她要是在長安有太多產業,說不定就要在將來招禍!
以她的身份,一般般有錢這沒有問題,超級有錢問題也不大。像她娘親,算超級有錢了吧,還不是活的快快樂樂。如果陳嫣的記憶沒錯,歷史上的館陶公主是善終的——主要是歷史上的館陶公主選擇了和自己的情人合葬,這一點讓陳嫣印象深刻,所以了解了一下這個故事。
從這個故事側面可以推知,直到死的時候,歷史上的館陶公主都過的不錯。
但是她要做的是超級有錢嗎?
現在還好,只怕將來隨著她的計劃一步步實現,財力會膨脹到可怕的地步!
讓別人知道自己有錢,但始終不知道多有錢,這是陳嫣本能的想法。既然是這樣,就不能在長安『搞事情』了…這可是天子腳下,再小的事情也無所遁形。
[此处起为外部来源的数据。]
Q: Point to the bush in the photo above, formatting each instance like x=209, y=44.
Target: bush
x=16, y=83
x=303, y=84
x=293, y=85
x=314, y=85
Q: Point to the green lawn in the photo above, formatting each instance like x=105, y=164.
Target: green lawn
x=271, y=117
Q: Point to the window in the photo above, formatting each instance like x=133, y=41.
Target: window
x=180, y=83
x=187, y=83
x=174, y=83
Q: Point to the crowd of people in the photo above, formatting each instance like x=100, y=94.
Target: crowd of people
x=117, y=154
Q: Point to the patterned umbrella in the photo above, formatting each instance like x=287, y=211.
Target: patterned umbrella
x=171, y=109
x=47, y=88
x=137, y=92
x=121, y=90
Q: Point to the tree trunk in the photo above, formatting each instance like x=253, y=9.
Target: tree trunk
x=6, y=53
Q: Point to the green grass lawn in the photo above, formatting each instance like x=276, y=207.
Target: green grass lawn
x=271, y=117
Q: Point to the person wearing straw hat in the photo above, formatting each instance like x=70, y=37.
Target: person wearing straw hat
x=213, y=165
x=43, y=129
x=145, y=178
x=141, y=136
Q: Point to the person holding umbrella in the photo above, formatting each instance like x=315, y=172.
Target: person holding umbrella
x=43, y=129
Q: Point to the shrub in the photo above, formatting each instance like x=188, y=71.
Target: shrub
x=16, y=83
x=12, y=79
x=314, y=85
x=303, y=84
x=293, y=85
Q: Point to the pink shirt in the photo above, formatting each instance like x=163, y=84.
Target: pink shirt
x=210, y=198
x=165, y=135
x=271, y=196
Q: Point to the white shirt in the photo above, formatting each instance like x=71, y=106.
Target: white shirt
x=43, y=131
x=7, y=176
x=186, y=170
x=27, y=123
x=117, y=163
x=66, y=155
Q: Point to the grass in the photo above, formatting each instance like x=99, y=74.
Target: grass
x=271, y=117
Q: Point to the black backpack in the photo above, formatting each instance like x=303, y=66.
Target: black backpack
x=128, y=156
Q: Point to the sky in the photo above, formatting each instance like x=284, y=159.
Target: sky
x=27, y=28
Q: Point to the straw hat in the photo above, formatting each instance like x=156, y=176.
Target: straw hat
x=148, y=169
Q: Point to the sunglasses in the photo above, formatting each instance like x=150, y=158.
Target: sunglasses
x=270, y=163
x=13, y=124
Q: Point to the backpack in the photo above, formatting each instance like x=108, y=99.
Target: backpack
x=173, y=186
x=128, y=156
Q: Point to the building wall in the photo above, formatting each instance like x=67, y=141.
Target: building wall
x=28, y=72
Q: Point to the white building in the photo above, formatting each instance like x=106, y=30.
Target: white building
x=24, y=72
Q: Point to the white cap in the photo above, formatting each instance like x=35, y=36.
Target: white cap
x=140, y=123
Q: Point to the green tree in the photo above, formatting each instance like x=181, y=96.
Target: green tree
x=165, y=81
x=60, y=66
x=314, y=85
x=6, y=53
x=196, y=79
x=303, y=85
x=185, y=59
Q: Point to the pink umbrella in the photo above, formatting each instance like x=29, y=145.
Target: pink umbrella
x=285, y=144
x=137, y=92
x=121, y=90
感慨之後,陳嫣側過頭去看了一眼百無聊賴、正在往池塘里扔石子的王溫舒…幸虧她也沒有了釣魚的心思,不然她能追著打破他的頭!別人釣魚的時候扔石頭,人幹事兒?
「不容易辦罷?」這也是有感而發。
不然呢?這錫器作坊賺錢並不暴利,但勝在穩定,算是董家在長安非常優質的資產了。這並不是這作坊值多少錢的問題,市價也就是三百萬錢的樣子,關鍵是出這個價想要買到一座這樣水平的錫器作坊,那是需要運氣的!因為沒人賣啊!
有價無市耳。
這次花錢就能買到,也是很不容易了。
王溫舒呲了呲牙,露出不懷好意的笑容:「也容易談…嚇唬嚇唬就行了…」
陳嫣滿頭黑線,這段時間讓他學習,感覺上什麼都沒學到啊。該談的利益當然要談,只不過肯定是要注意方式方法的,最好能照著當下的遊戲規則來。有的時候並不是你有錢有勢就能亂來了,甚至因為你是頭號玩家,更應該遵守遊戲規則。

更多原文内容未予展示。